Nel settore IT questo fenomeno di spersonalizzazione del servizio è fortemente presente nei grandi player di settore, e viene quotidianamente segnalato dagli utenti aziendali e dai CIO delle aziende finali, che subiscono gravi disservizi che potrebbero essere evitati scegliendo come interlocutore una software house maggiormente “alla portata” e in linea con il proprio target geografico e dimensionale.
Una PMI italiana che per ragioni di “politica” aziendale, o di allineamento a mode o a presunte richieste del mercato, sceglie come fornitore IT un big player del settore, deve sapere – al di là di ulteriori considerazioni di prodotto che si potrebbero fare (spesso i software internazionali, soprattutto nella parte contabile, non sono adeguati rispetto alle specifiche esigenze nazionali) – deve sapere, dicevamo, che andrà probabilmente incontro a dei gravi problemi dal punto di vista della qualità dell’assistenza e del servizio. Ovvero, molto concretamente: avrà difficoltà a contattare i tecnici, verrà rimbalzato da un operatore a un altro, non riceverà una soluzione immediata in caso di urgenze, dovrà spiegare e rispiegare più volte il problema a diversi interlocutori che non comunicano tra di loro, dovrà più volte inviare la stessa mail o rifare la stessa telefonata, perdendo tempo, soldi e serenità.

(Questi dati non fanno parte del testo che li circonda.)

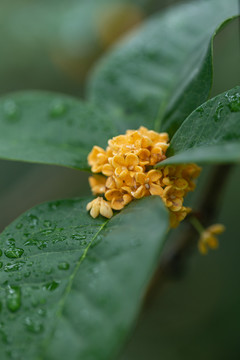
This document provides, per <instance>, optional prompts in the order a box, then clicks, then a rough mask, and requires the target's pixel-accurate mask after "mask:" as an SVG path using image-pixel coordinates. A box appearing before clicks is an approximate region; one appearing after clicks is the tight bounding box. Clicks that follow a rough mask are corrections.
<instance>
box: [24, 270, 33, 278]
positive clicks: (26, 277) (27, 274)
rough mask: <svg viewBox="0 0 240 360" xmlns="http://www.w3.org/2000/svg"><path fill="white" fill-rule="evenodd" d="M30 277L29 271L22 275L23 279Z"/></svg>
mask: <svg viewBox="0 0 240 360" xmlns="http://www.w3.org/2000/svg"><path fill="white" fill-rule="evenodd" d="M30 275H31V272H30V271H27V272H25V273H24V274H23V276H24V277H25V278H28V277H29V276H30Z"/></svg>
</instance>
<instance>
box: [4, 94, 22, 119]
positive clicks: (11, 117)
mask: <svg viewBox="0 0 240 360" xmlns="http://www.w3.org/2000/svg"><path fill="white" fill-rule="evenodd" d="M3 109H4V113H5V116H6V118H7V120H10V121H16V120H18V119H19V115H20V111H19V108H18V106H17V104H16V103H15V101H13V100H10V99H9V100H7V101H5V103H4V105H3Z"/></svg>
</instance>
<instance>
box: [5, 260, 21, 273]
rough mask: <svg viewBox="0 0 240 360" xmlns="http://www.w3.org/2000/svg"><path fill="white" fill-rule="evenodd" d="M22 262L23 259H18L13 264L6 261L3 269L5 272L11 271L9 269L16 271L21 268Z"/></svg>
mask: <svg viewBox="0 0 240 360" xmlns="http://www.w3.org/2000/svg"><path fill="white" fill-rule="evenodd" d="M23 264H24V262H23V261H21V262H20V261H19V262H17V263H15V264H12V263H8V264H6V265H5V267H4V271H6V272H11V271H18V270H21V268H22V267H23Z"/></svg>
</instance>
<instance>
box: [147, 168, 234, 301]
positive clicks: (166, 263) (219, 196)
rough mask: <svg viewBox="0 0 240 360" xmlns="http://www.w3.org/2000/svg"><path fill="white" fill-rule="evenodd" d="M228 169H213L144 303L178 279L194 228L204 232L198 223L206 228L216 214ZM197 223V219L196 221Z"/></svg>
mask: <svg viewBox="0 0 240 360" xmlns="http://www.w3.org/2000/svg"><path fill="white" fill-rule="evenodd" d="M232 168H233V165H217V166H214V167H213V169H212V173H211V174H210V176H209V179H208V183H207V187H206V190H205V191H204V193H203V196H202V198H201V201H200V203H199V205H198V211H197V212H196V213H194V217H193V216H191V215H190V216H189V219H190V221H191V223H192V224H191V223H189V222H186V223H185V226H184V228H183V230H182V231H181V233H180V238H179V239H178V241H175V242H174V245H173V246H172V248H171V249H170V250H169V251H167V252H166V253H165V254H164V255H163V257H162V259H161V262H160V265H159V266H158V268H157V270H156V272H155V274H154V276H153V279H152V281H151V283H150V285H149V288H148V291H147V294H146V297H145V300H146V303H149V302H150V301H151V299H152V298H153V297H154V295H155V293H156V290H158V289H159V287H160V286H163V285H164V283H165V282H166V280H168V279H169V277H170V276H175V277H176V276H177V275H179V272H181V270H182V267H183V265H184V261H185V260H186V257H187V255H189V253H190V252H191V250H192V249H193V248H194V247H195V246H196V241H195V238H196V227H197V231H199V230H200V231H202V229H204V228H203V227H202V225H201V223H203V224H204V226H208V225H210V224H211V223H212V222H213V221H214V219H215V217H216V215H217V213H218V209H219V203H220V201H221V198H222V196H223V190H224V187H225V184H226V182H227V180H228V178H229V174H230V172H231V170H232ZM198 219H200V221H199V220H198ZM193 223H194V226H193ZM199 225H200V226H199Z"/></svg>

Soltanto una software house italiana di medie dimensioni può garantire un’assistenza DIRETTA, ed è esattamente questa la chiave per poter lavorare bene e per poter ricevere aiuto in caso di bisogno: avere un tecnico di riferimento da poter rapidamente contattare per risolvere dei problemi o per procedere con ulteriori implementazioni.
Questa è la scelta che DATASYS NETWORK porta avanti con coerenza da sempre: garantire ad ogni azienda cliente un’assistenza diretta e immediata, senza burocrazia, senza centralini, senza chatbot, senza rimpalli di responsabilità, con delle persone che RISPONDONO e risolvono il problema. È una scelta impegnativa, un tempo scontata e oggi controcorrente, ma è l’unico modo per garantire una vera qualità del servizio e per rispettare chi ha scelto di operare in partnership con noi.